Bruno nait en 1548 à Nola, petit bourg proche de Naples, qui relève de la souveraineté espagnole. Son nom de baptême est Filippo. Sa famille se trouve d'origine modeste (son père « homme d'armes »).

Il est scolarisé dans une école proche du lieu où vit sa famille. Il aura alors une instruction, imprégnée d'humanisme, d'auteurs classiques, d'étude de la langue et de la grammaire latine. Plus tard, il rejoindra l'université de Naples où il découvrira la mnémotechnique, l'art de la mémoire, qui constituera l'une de ses disciplines d'excellence. Il suivra aussi des cours qui le conduiront au sein de débats philosophiques entre platoniciens et aristotéliciens. Sa culture, alors essentiellement humaniste, va s'enrichir d'un apport théologique déterminant.

En effet, en 1565, il entre dans un prestigieux couvent dominicain. Il y rencontrera Giordano Crispo, maître en métaphysique auquel il rendra hommage en adoptant son prénom.
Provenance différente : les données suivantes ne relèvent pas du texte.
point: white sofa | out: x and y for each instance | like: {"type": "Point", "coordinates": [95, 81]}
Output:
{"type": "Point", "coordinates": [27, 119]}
Il sera alors un dominicain modèle, vivant selon la devise « verba et exempla » qui veut dire « par le verbe et par l'exemple ». Il sera ordonné prêtre en 1573.

Giordano Bruno sera lecteur en théologie et poursuivra sa carrière de dominicain, au cours de laquelle, il soutiendra une thèse sur la pensée de Thomas d'Aquin et de Pierre Lombard. Toutefois, Bruno dissimule en fait, une rébellion contre le carcan théologique. Au fil des années, il aura su se forger une culture éclectique et peu orthodoxe, sans cesse alimentée par un appétit vorace de lectures et des capacités exceptionnelles de mémorisation.

Il est particulièrement adepte des œuvres d'Érasme, humaniste catholique qui use d'une certaine liberté par rapport aux autorités ecclésiastiques. Il a le goût de l'hermétisme et de la magie. Il aura une passion grandissante pour la cosmologie, détachée de l'approche théologique.

Au fil du temps, les heurts avec les autorités religieuses deviennent de plus en plus durs et les accusations de lecture de livres interdits augmentent.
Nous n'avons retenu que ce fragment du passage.